2026 Polish documentary film

Closure is a 2026 Polish documentary film directed and produced by Michał Marczak, with producers Monika Braid, Remi Grellety, Katarzyna Szczerba, and Karolina Marczak. The film had its world premiere in the World Cinema Documentary Competition at the 2026 Sundance Film Festival.

== Premise ==
After his teenage son, Krzysztof Dymiński, goes missing in May 2023, Daniel searches Poland's Vistula River, torn between fear that his son is dead and hope that he may still be alive. CCTV footage taken on the morning of his disappearance shows Krzysztof standing on a bridge, but not whether he jumped or walked away, and Daniel continues to investigate long after the police and local media have stopped searching.

Except for a final shot, the film uses no images of Krzysztof. The film's soundtrack includes a snippet of William Basinski's "The Disintegration Loops," which plays over the final scenes.

== Release ==
Closure premiered in the World Cinema Documentary Competition at the 2026 Sundance Film Festival. It has also screened at the True/False Film Festival, the Thessaloniki Documentary Festival, and Millennium Docs Against Gravity. It won Thessaloniki's Golden Alexander International Competition prize.

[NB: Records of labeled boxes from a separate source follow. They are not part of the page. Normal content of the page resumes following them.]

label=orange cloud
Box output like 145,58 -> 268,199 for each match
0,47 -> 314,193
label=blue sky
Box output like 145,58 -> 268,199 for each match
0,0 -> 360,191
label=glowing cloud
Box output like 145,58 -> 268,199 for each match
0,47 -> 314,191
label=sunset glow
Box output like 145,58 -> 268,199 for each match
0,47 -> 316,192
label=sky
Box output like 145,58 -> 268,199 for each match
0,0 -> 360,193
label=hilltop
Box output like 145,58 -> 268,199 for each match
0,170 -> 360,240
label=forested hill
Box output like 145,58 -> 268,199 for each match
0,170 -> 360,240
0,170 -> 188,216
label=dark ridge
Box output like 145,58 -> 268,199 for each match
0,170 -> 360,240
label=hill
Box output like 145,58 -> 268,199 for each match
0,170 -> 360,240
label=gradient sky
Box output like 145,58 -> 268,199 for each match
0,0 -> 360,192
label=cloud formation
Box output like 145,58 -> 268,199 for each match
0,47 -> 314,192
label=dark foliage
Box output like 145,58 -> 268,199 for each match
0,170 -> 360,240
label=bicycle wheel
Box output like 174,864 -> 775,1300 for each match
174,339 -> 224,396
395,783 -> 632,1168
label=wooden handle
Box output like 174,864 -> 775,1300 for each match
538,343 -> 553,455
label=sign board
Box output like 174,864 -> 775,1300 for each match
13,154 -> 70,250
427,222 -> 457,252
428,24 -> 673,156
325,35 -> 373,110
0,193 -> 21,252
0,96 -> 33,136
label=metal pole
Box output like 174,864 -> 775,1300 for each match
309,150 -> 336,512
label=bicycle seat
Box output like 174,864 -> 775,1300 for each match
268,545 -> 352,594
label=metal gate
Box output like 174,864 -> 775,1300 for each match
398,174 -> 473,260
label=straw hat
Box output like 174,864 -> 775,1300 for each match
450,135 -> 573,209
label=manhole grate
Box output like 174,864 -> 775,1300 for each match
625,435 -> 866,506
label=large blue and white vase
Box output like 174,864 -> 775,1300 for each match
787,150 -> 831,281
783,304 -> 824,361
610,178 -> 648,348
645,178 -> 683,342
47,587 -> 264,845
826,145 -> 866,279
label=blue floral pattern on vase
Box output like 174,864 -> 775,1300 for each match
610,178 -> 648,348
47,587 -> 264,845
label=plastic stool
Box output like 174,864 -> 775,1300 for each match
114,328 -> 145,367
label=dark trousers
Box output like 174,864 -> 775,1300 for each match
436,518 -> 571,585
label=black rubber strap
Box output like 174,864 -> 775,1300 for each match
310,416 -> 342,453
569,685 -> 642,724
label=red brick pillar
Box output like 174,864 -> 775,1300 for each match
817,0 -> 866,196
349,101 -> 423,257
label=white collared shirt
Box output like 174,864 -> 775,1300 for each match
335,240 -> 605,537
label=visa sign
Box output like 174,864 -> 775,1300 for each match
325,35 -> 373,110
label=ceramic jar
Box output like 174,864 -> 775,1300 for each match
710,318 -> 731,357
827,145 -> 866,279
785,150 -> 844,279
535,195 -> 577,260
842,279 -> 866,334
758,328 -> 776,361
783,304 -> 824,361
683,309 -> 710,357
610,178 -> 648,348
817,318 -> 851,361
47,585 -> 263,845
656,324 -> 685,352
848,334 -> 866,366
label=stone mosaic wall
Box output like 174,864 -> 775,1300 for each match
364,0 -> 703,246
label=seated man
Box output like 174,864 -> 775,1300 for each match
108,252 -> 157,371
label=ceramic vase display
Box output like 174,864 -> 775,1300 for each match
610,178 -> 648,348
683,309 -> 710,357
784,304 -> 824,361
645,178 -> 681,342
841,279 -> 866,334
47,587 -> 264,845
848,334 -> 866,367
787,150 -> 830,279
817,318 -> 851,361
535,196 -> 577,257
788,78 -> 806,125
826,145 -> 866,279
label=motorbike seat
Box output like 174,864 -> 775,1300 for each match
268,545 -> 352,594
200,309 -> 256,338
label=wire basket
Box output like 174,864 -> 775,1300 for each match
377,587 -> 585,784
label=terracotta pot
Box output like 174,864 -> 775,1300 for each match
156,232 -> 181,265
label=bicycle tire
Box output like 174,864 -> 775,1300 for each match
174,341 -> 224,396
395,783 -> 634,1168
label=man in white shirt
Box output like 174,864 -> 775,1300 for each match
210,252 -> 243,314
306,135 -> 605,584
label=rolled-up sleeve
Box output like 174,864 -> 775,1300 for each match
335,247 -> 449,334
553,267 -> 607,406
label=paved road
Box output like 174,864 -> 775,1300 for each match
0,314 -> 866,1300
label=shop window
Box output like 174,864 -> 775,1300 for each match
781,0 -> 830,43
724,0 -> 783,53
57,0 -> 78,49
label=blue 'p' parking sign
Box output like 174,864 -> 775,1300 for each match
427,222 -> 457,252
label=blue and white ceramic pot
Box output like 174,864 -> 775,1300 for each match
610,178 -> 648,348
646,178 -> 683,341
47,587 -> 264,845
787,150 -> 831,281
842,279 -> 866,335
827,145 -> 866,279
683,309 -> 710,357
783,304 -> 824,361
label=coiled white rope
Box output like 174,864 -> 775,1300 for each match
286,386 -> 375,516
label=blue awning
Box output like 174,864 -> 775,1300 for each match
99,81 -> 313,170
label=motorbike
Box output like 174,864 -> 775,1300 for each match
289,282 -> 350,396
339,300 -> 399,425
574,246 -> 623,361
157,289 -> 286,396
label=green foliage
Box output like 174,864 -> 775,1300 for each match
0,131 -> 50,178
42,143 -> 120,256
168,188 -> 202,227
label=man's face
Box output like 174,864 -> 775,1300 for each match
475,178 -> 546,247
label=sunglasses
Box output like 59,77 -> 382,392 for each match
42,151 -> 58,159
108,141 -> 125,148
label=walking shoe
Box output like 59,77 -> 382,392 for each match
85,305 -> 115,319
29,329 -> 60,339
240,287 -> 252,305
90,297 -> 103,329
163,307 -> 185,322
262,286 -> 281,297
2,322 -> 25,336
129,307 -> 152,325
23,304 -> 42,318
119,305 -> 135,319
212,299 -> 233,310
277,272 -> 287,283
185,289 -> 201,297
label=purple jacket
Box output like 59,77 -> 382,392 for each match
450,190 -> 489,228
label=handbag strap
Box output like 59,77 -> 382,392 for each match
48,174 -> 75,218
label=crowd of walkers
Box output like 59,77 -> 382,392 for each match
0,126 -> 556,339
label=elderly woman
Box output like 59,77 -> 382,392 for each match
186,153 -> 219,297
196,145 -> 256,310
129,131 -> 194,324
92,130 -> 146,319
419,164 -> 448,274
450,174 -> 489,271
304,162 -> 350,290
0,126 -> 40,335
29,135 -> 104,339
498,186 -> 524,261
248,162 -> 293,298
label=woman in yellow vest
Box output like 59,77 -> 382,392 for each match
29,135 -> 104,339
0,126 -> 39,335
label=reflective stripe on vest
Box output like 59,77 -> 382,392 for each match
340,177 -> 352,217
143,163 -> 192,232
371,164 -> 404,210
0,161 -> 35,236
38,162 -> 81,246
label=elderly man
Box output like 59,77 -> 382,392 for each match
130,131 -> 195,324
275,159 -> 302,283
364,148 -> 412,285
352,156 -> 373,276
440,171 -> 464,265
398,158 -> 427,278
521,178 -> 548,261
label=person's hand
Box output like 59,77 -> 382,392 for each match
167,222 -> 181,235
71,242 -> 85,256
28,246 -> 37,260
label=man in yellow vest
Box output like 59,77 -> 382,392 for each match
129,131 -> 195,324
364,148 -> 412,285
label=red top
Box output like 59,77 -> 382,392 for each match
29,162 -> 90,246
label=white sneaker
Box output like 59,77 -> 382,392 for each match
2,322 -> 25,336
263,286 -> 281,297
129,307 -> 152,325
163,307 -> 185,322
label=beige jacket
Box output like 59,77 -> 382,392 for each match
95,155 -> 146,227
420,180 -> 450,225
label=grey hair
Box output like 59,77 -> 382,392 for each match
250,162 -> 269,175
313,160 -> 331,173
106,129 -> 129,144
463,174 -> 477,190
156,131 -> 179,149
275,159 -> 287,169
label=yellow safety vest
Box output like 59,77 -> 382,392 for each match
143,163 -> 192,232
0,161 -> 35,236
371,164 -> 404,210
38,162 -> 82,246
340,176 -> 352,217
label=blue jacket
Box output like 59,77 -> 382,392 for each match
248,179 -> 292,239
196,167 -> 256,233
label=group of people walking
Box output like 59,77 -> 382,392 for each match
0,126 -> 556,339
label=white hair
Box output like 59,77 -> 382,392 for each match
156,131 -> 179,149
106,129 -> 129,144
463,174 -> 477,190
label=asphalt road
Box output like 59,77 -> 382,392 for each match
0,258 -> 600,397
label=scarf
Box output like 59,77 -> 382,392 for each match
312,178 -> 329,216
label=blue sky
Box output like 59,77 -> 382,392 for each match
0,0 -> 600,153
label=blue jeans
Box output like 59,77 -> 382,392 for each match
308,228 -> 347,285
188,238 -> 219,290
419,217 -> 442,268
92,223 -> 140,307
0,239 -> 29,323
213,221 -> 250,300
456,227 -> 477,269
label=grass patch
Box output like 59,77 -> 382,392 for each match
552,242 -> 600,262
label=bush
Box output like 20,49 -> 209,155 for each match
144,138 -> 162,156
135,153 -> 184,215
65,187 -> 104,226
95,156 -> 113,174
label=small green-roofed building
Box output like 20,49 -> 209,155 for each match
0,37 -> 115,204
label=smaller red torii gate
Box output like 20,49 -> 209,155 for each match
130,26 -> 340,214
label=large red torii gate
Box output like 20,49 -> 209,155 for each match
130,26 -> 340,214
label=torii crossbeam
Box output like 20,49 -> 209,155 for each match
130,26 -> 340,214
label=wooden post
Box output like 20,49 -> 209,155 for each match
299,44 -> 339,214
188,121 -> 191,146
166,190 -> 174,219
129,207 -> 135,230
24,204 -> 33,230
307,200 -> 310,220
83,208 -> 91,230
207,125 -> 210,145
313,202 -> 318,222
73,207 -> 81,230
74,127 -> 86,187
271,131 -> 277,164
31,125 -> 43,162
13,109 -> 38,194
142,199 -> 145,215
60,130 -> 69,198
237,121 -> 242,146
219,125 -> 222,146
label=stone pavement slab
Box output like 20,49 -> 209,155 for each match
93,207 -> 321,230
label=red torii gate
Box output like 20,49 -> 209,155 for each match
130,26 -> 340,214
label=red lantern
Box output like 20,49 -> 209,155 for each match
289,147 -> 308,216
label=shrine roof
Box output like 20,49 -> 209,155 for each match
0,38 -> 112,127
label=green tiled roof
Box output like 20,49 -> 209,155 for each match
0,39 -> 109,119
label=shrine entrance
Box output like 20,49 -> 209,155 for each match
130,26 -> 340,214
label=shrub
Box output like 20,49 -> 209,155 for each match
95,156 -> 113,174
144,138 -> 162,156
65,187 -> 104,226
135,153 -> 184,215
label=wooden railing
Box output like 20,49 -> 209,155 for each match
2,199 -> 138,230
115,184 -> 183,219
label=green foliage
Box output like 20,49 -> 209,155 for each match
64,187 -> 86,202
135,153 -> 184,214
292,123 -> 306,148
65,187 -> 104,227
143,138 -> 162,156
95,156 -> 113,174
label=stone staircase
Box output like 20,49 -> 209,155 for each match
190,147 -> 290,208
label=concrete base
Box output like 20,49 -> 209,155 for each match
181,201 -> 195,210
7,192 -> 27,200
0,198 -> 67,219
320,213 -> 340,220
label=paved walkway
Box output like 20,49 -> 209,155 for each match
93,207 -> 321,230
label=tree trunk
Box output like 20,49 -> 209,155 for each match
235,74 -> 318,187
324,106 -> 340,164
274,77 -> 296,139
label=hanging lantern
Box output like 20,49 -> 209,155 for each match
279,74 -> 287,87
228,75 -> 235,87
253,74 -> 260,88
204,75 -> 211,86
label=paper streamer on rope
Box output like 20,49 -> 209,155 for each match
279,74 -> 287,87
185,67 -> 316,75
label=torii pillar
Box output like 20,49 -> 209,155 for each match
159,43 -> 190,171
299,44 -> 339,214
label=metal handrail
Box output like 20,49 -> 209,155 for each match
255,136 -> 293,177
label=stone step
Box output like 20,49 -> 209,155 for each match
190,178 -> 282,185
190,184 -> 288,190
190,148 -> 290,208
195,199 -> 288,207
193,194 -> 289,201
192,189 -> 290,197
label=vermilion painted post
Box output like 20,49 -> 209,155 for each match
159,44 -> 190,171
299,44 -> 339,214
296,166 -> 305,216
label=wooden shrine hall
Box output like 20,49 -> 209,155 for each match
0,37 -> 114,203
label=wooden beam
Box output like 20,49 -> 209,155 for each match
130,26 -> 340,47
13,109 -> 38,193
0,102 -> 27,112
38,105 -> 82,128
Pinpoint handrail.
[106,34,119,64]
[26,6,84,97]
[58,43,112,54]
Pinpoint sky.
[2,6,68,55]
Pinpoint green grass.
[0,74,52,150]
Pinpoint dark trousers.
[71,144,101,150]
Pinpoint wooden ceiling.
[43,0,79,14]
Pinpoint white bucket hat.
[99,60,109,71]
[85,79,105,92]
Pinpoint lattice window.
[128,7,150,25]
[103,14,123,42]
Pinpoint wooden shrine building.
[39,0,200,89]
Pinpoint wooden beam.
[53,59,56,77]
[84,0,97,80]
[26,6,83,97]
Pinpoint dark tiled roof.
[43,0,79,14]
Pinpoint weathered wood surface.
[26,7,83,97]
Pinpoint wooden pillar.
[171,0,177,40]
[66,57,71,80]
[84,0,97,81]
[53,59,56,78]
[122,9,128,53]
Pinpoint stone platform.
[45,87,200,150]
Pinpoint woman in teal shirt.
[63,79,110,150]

The film will compete at the 21st Rome Film Festival in 'Progressive Cinema Competition - Visions for the World of Tomorrow' in October 2026.

== Production ==
Marczak began filming after encountering Daniel while location scouting by the Vistula River for a planned fiction feature film and joining the search for Daniel's missing son. The project was selected for the Thessaloniki Pitching Forum at the Thessaloniki Documentary Festival's Agora industry program in 2025.
==Reception==
On review aggregator Rotten Tomatoes, the film holds an approval rating of 100% based on 10 reviews, with an average rating of 7.9/10. On Metacritic, the film has a weighted average score of 81 out of 100, based on 7 critics, indicating "universal acclaim".